Phase transition and hyperscaling violation for scalar Black Branes

Abstract: We investigate the thermodynamical behavior and the scaling symmetries of the scalar dressed black brane (BB) solutions of a recently proposed, exactly integrable Einstein-scalar gravity model [1], which also arises as compactification of (p-1)-branes with a smeared charge. The extremal, zero temperature, solution is a scalar soliton interpolating between a conformal invariant AdS vacuum in the near-horizon region and a scale covariant metric (generating hyperscaling violation on the boundary field theory) asymptotically. We show explicitly that for the boundary field theory this implies the emergence of an UV length scale (related to the size of the brane), which decouples in the IR, where conformal invariance is restored.

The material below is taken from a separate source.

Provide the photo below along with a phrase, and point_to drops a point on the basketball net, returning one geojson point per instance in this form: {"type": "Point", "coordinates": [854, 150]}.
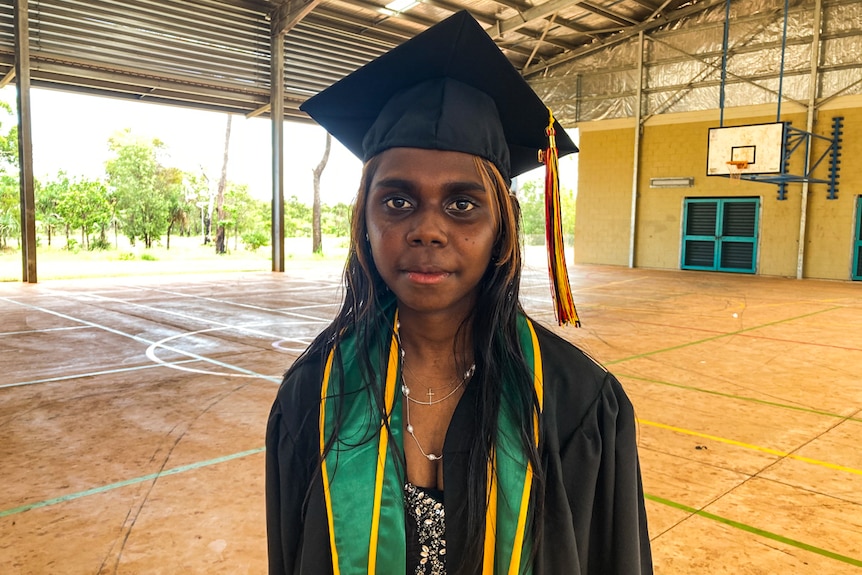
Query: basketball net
{"type": "Point", "coordinates": [734, 168]}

We also show that at high temperatures the system undergoes a phase transition. Whereas at small temperature the Schwarzschild-AdS BB is stable, above a critical temperature the scale covariant, scalar-dressed BB solution, becomes energetically preferred. We calculate the critical exponent z and the hyperscaling violation parameter of the scalar-dressed phase. In particular we show that the hyperscaling violation parameter is always negative. We also show that the above features are not a peculiarity of the exact integrable model of Ref.[1], but are a quite generic feature of Einstein-scalar and Einstein-Maxwell-scalar gravity models for which the squared-mass of the scalar field is positive and the potential vanishes exponentially as the scalar field goes to minus infinity.